I have no idea what these mean, what in the world is with the _ s if they are to be disregaured? Please rewrite this in standard format i.e. ((x-1+y)^z)/(g*x+4*z)=5

EDIT: Since I can't seem to get the second problem to appear correctly, it is x over 9 plus 1 over 6 equals 2/3s. How do I do this?

Help, please.
__________________

Ok, I think this bottem one states (x/9)+(1/6)=(2/3)

The first step is to isolate your x (That way you can figure out what it "equals", to do this multiply both sides by 9... simple enough,

x*(9/9)+(9/6)=((9*2)/3)

simplifying this, the 9/9 is 1 so it just vanishes, 9/6=3/2 when you divide the top and bottem by three, and (9*2)/3=18/3= 6/1=6 when you divide the top and bottem by 3.

x+3/2=6

Now to solve for x, just isolate it on the left side by subtracting 3/2s from both sides,

x=6-3/2

to simplify this, change the common denominator to two. 6=12/2

x=(12/2)-(3/2)=(12-3)/2=9/2

x=9/2

This is the answer if I gather the question correctly.

Pascal

EDIT: By the way this isn't complex, to be complex it requires the use of imaginary numbers a+b*i, where i is the square root of negative one.

[Destroyer2000]

I have no idea what these mean, what in the world is with the _ s if they are to be disregaured? Please rewrite this in standard format i.e. ((x-1+y)^z)/(g*x+4*z)=5

EDIT: Since I can't seem to get the second problem to appear correctly, it is x over 9 plus 1 over 6 equals 2/3s. How do I do this?

Help, please.
__________________

Ok, I think this bottem one states (x/9)+(1/6)=(2/3)

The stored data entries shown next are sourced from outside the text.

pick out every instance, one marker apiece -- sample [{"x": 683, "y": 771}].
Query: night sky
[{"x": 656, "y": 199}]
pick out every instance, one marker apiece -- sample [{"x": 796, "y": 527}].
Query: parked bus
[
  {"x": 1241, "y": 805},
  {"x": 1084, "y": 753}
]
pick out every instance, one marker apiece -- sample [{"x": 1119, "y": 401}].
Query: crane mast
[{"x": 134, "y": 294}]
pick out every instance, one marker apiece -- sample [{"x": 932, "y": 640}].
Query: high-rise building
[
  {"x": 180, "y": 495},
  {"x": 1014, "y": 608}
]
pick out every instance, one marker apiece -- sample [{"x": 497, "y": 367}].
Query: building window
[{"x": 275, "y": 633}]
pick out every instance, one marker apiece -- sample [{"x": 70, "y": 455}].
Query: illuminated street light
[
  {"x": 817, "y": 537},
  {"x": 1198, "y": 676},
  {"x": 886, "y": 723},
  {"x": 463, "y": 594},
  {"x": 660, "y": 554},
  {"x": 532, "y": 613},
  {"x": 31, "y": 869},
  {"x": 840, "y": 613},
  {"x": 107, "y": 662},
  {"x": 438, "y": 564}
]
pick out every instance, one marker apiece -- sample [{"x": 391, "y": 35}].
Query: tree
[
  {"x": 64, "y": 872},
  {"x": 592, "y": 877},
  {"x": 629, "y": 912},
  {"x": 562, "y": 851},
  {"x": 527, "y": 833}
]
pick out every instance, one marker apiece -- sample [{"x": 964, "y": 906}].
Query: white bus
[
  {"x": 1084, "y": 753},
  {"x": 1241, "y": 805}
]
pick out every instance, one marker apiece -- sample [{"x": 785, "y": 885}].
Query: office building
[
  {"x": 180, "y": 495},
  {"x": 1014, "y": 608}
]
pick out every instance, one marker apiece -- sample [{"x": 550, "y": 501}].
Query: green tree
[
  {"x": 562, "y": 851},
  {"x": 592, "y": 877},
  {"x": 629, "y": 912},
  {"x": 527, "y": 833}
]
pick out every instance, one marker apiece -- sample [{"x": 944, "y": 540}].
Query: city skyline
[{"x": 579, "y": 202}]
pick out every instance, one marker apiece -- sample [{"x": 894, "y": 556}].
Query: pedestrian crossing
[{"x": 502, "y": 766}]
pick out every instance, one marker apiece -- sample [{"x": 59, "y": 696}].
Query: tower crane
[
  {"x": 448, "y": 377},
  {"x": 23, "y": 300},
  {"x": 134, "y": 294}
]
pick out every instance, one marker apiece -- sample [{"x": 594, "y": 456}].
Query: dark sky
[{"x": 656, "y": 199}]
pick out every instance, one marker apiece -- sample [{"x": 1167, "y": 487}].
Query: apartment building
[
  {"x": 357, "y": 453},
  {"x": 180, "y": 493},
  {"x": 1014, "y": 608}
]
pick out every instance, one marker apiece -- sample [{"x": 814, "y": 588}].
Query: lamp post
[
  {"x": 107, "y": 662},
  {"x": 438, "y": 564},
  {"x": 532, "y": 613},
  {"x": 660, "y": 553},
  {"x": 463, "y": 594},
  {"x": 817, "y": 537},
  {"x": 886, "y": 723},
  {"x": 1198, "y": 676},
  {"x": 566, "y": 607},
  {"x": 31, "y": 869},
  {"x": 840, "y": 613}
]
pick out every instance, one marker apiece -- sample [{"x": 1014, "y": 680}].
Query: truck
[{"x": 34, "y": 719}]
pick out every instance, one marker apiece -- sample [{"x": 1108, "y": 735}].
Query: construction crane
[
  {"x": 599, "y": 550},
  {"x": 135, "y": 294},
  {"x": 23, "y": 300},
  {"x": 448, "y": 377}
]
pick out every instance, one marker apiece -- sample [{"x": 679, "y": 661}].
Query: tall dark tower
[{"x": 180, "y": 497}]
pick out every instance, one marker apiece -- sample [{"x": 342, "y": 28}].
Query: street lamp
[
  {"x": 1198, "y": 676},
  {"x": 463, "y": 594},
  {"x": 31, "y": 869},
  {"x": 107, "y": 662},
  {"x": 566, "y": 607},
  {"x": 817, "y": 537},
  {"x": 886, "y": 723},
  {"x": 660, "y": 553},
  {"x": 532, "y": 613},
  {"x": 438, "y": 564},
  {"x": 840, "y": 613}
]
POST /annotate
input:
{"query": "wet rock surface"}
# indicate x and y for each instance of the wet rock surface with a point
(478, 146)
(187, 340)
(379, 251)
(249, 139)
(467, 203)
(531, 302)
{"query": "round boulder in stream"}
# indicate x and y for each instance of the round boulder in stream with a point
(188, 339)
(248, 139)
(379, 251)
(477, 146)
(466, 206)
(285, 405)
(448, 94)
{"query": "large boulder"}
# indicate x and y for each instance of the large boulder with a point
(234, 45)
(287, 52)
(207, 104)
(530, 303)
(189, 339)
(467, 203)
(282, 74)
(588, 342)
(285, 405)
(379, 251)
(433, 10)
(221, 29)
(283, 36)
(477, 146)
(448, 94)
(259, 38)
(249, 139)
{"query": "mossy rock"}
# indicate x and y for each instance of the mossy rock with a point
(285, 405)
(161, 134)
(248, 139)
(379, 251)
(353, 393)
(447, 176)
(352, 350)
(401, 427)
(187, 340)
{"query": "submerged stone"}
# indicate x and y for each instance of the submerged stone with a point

The first step is to isolate your x (That way you can figure out what it "equals", to do this multiply both sides by 9... simple enough,

x*(9/9)+(9/6)=((9*2)/3)

simplifying this, the 9/9 is 1 so it just vanishes, 9/6=3/2 when you divide the top and bottem by three, and (9*2)/3=18/3= 6/1=6 when you divide the top and bottem by 3.

x+3/2=6

Now to solve for x, just isolate it on the left side by subtracting 3/2s from both sides,

x=6-3/2

to simplify this, change the common denominator to two. 6=12/2

x=(12/2)-(3/2)=(12-3)/2=9/2

x=9/2

This is the answer if I gather the question correctly.

Pascal

EDIT: By the way this isn't complex, to be complex it requires the use of imaginary numbers a+b*i, where i is the square root of negative one.

THanks. The '_'s were there as spacers; they weren't in the original problem.

[everdred12a]

I know this problem has pretty much been solved, but I was just going to say that a little work could have been saved if you isolated the x first, like this:

(x/9)+(1/6)=(2/3)
Basically what I'm saying is do this first:
(x/9)=(2/3)-(1/6) = (x/9)=(1/2)
Then, follow as Pascal said, multiplying both sides by 9.

The only reason I suggested this is because it eliminates the problem of having to multiply three different terms by 9, and instead only multiplies two terms. I personally like to make my math as simple as possible (because I'm not so good at it... xD)